Automatically, Apache 2..52 will react to any HTTP TRACE request it receives. This can be a potential security problem since it makes it possible for certain kinds of XSS attacks. For particulars, see http://world wide

I'm attempting to disable TRACE demands by using the instructions proven within the page associated with above. I added the next lines of code to my http.conf file, and restarted apache:

RewriteEngine On
RewriteRule .* - [F]

However, after i send a TRACE request to my web server, it appears to disregard the rewrite rules and responds as though TRACE demands remained as enabled.

For instance:

[admin2@dedicated ~]$ telnet 80
Trying XXXX...
Connected to (XXXX).
Escape character is '^]'.
X-Test: foobar

HTTP/1.1 200 OK
Date: Sat, 11 Jul 2009 17:33:41 GMT
Server: Apache/2.0.52 (Red Hat)
Connection: close
Content-Type: message/http

X-Test: foobar

Connection closed by foreign host.

The server should respond with 403 Forbidden. Rather, it echoes back my request having a 200 OK.

Like a test, I transformed the RewriteCond to % ^GET

After I do that, Apache properly responds to any or all GET demands with 403 Forbidden. However when I change Return to TRACE, still it allows TRACE demands through.

How do i get Apache to prevent reacting to follow demands?

As is available stated, that actually works inside your VirtualHost block. While you did not show httpd.conf I can not say why your initial attempt did not work - it's context-sensitive.
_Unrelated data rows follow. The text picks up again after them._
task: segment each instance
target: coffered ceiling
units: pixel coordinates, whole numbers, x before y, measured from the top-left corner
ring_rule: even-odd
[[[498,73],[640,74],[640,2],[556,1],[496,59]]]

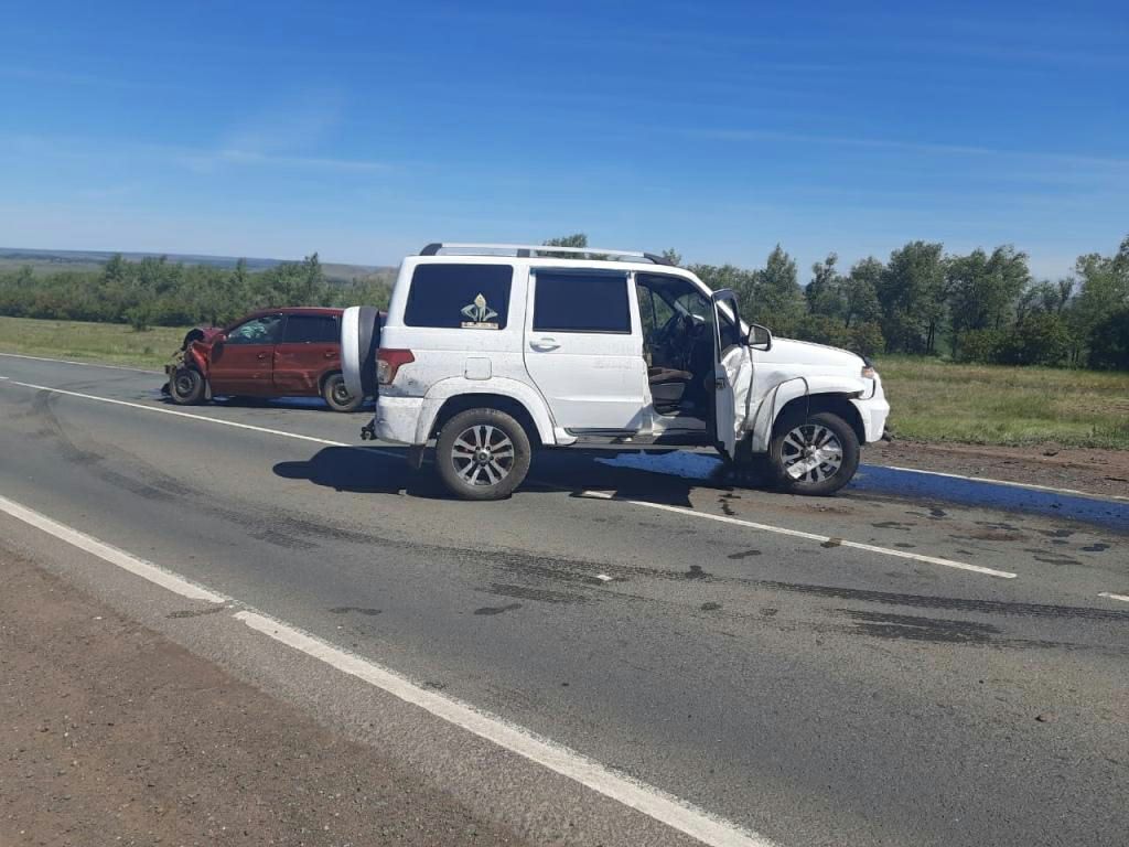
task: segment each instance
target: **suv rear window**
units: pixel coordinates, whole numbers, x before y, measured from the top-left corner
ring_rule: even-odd
[[[333,315],[287,315],[282,341],[288,344],[338,343],[340,332]]]
[[[511,264],[421,264],[412,273],[404,325],[504,330]]]
[[[536,332],[631,332],[625,273],[536,272]]]

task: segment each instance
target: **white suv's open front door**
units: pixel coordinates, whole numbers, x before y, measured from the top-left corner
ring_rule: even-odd
[[[737,295],[714,292],[714,440],[734,459],[745,421],[753,360],[741,330]]]

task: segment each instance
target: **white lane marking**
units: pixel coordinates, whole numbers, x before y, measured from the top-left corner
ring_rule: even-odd
[[[54,361],[60,365],[78,365],[82,368],[110,368],[111,370],[133,370],[138,374],[161,374],[163,370],[149,370],[148,368],[131,368],[126,365],[100,365],[97,361],[71,361],[70,359],[52,359],[46,356],[28,356],[27,353],[5,353],[0,352],[0,356],[8,356],[12,359],[34,359],[35,361]]]
[[[0,512],[5,512],[18,521],[42,530],[60,541],[65,541],[68,544],[72,544],[80,550],[86,550],[88,553],[93,553],[99,559],[108,561],[111,565],[116,565],[123,570],[140,576],[142,579],[148,579],[150,583],[159,585],[163,588],[168,588],[182,597],[203,600],[209,603],[227,603],[229,600],[222,594],[217,594],[209,588],[185,579],[183,576],[174,574],[170,570],[165,570],[165,568],[154,565],[151,561],[139,559],[124,550],[119,550],[116,547],[112,547],[104,541],[98,541],[98,539],[87,535],[85,532],[79,532],[65,524],[53,521],[46,515],[21,506],[15,500],[9,500],[7,497],[0,497]]]
[[[209,418],[207,414],[192,414],[191,412],[182,412],[177,409],[161,409],[156,405],[146,405],[145,403],[133,403],[129,400],[115,400],[114,398],[99,398],[95,394],[84,394],[79,391],[67,391],[65,388],[52,388],[50,385],[35,385],[34,383],[21,383],[18,379],[11,381],[12,385],[21,385],[25,388],[35,388],[36,391],[50,391],[52,394],[65,394],[71,398],[81,398],[82,400],[95,400],[99,403],[111,403],[113,405],[125,405],[130,409],[141,409],[147,412],[158,412],[160,414],[174,414],[177,418],[192,418],[193,420],[202,420],[208,424],[220,424],[225,427],[235,427],[236,429],[250,429],[253,433],[265,433],[266,435],[278,435],[283,438],[297,438],[303,442],[314,442],[315,444],[327,444],[331,447],[355,447],[353,444],[345,444],[344,442],[331,442],[327,438],[317,438],[312,435],[300,435],[298,433],[286,433],[281,429],[268,429],[266,427],[256,427],[251,424],[239,424],[235,420],[221,420],[220,418]]]
[[[394,671],[339,649],[300,629],[257,612],[240,611],[236,612],[235,618],[292,649],[325,662],[342,673],[364,680],[404,702],[418,706],[479,737],[642,812],[702,844],[711,847],[772,847],[773,845],[763,836],[717,818],[672,794],[615,774],[575,750],[535,735],[504,718],[480,711],[452,697],[420,688]]]
[[[1004,479],[989,479],[987,477],[965,477],[962,473],[943,473],[942,471],[922,471],[918,468],[900,468],[893,464],[878,464],[874,468],[889,468],[891,471],[902,471],[903,473],[922,473],[927,477],[947,477],[948,479],[963,479],[970,482],[984,482],[991,486],[1010,486],[1012,488],[1030,488],[1035,491],[1051,491],[1052,494],[1068,494],[1076,497],[1088,497],[1092,500],[1129,500],[1129,497],[1121,495],[1095,495],[1089,491],[1079,491],[1075,488],[1053,488],[1052,486],[1036,486],[1034,482],[1009,482]]]
[[[898,559],[909,559],[911,561],[924,561],[928,565],[940,565],[946,568],[956,568],[957,570],[971,570],[974,574],[983,574],[984,576],[995,576],[999,579],[1015,579],[1016,575],[1009,570],[995,570],[992,568],[981,567],[980,565],[969,565],[964,561],[955,561],[954,559],[940,559],[936,556],[921,556],[920,553],[910,553],[904,550],[892,550],[889,547],[877,547],[875,544],[864,544],[859,541],[847,541],[846,539],[840,539],[833,535],[820,535],[814,532],[802,532],[800,530],[788,530],[784,526],[773,526],[771,524],[759,524],[753,521],[743,521],[739,517],[729,517],[728,515],[711,515],[708,512],[695,512],[694,509],[683,508],[681,506],[667,506],[662,503],[648,503],[647,500],[628,500],[624,498],[615,497],[606,491],[583,491],[583,497],[594,497],[601,500],[619,500],[620,503],[630,503],[632,506],[646,506],[651,509],[660,509],[663,512],[673,512],[676,515],[685,515],[686,517],[702,517],[707,521],[717,521],[719,523],[736,524],[737,526],[747,526],[752,530],[760,530],[761,532],[773,532],[778,535],[790,535],[797,539],[807,539],[808,541],[819,541],[820,543],[833,542],[835,547],[849,547],[854,550],[866,550],[872,553],[881,553],[883,556],[893,556]]]
[[[181,596],[203,600],[209,603],[226,604],[230,602],[230,597],[209,591],[177,574],[165,570],[145,559],[139,559],[116,547],[111,547],[104,541],[98,541],[6,497],[0,497],[0,510]],[[611,797],[629,809],[634,809],[672,829],[698,839],[702,844],[711,847],[776,847],[772,841],[738,827],[736,823],[717,818],[645,783],[614,774],[599,762],[553,741],[534,735],[524,727],[480,711],[454,698],[420,688],[395,671],[339,649],[288,623],[255,611],[239,611],[234,617],[252,629],[292,649],[364,680],[404,702],[418,706],[443,721]]]
[[[360,451],[361,453],[380,453],[386,456],[401,457],[401,454],[393,453],[387,449],[382,449],[379,447],[364,447],[358,444],[347,444],[345,442],[334,442],[329,438],[317,438],[313,435],[301,435],[300,433],[287,433],[283,429],[269,429],[266,427],[256,427],[251,424],[239,424],[235,420],[222,420],[220,418],[209,418],[207,414],[192,414],[191,412],[182,412],[177,409],[161,409],[156,405],[146,405],[145,403],[134,403],[129,400],[115,400],[114,398],[99,398],[96,394],[84,394],[79,391],[67,391],[65,388],[52,388],[50,385],[36,385],[34,383],[21,383],[18,379],[11,381],[12,385],[20,385],[25,388],[34,388],[35,391],[49,391],[52,394],[65,394],[70,398],[81,398],[82,400],[94,400],[98,403],[110,403],[112,405],[124,405],[130,409],[140,409],[145,412],[159,412],[160,414],[174,414],[177,418],[191,418],[192,420],[202,420],[205,424],[219,424],[225,427],[235,427],[236,429],[250,429],[253,433],[263,433],[265,435],[277,435],[280,438],[295,438],[299,442],[313,442],[314,444],[324,444],[330,447],[348,447],[349,449]]]

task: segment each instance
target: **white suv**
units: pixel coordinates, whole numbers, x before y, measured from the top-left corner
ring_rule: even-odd
[[[828,495],[882,437],[890,405],[855,353],[773,339],[729,290],[648,253],[430,244],[400,268],[382,329],[342,321],[362,436],[422,449],[458,497],[507,497],[534,447],[712,446],[784,489]],[[368,367],[379,338],[375,391]]]

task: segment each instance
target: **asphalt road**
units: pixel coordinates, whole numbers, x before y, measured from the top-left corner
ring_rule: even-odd
[[[365,413],[160,382],[0,356],[0,494],[779,845],[1126,842],[1124,505],[802,499],[575,452],[467,504],[361,446]],[[56,565],[146,617],[132,577]],[[161,620],[535,840],[693,842],[225,615]]]

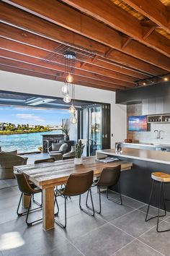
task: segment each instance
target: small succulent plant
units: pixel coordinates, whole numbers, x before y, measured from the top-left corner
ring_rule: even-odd
[[[81,158],[81,148],[82,148],[82,142],[80,140],[79,143],[75,145],[75,158]]]

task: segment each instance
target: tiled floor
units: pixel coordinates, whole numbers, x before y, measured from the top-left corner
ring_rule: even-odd
[[[102,195],[102,214],[89,216],[79,208],[77,197],[68,199],[67,229],[55,225],[44,231],[42,223],[31,227],[25,217],[17,218],[19,197],[17,187],[0,189],[0,255],[12,256],[158,256],[170,255],[170,232],[158,234],[156,220],[145,222],[146,205],[123,196],[119,205]],[[93,190],[94,205],[98,194]],[[83,197],[84,202],[85,196]],[[60,219],[63,220],[63,198],[59,197]],[[151,208],[151,213],[155,214]],[[40,218],[42,211],[30,215]],[[161,228],[170,228],[170,214],[162,219]],[[14,248],[14,247],[16,248]],[[13,248],[13,249],[12,249]]]

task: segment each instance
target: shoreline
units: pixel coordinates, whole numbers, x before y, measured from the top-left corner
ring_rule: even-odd
[[[52,130],[51,131],[38,131],[38,132],[12,132],[12,133],[1,133],[0,132],[0,136],[1,135],[27,135],[27,134],[30,134],[30,133],[38,133],[38,132],[53,132]]]

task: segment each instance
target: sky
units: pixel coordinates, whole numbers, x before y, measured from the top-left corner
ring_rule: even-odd
[[[0,106],[0,122],[44,126],[60,125],[62,119],[68,118],[70,118],[68,110]]]

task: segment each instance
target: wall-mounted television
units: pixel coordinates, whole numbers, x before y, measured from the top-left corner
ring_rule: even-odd
[[[147,116],[129,116],[128,130],[132,132],[147,132]]]

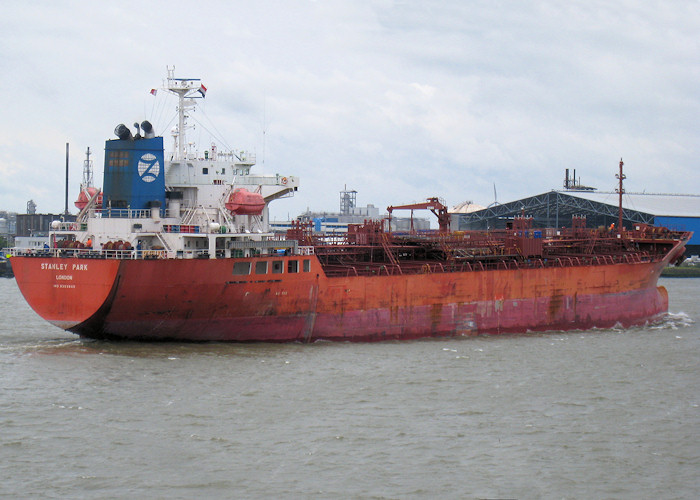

It unsuccessful within the since it is not necessarily relevant there, that's generally for access control. Whether it did not operate in the .htaccess the chances are apache wasn't searching for it (you should use AllowOverride make it possible for them).

Some versions require:

TraceEnable Off

I determined the right way to get it done.

I'd attempted placing the block of rewrite directives in three places: within the <Directory "/var/www/html"> area of the httpd.conf file, towards the top of my httpd.conf file, as well as in the /var/world wide web/html/.htaccess file. None of those three techniques labored.

Finally, however, I attempted putting the block of code in <VirtualHost *:80> a part of my httpd.conf. For whatever reason, it really works when it's placed. there.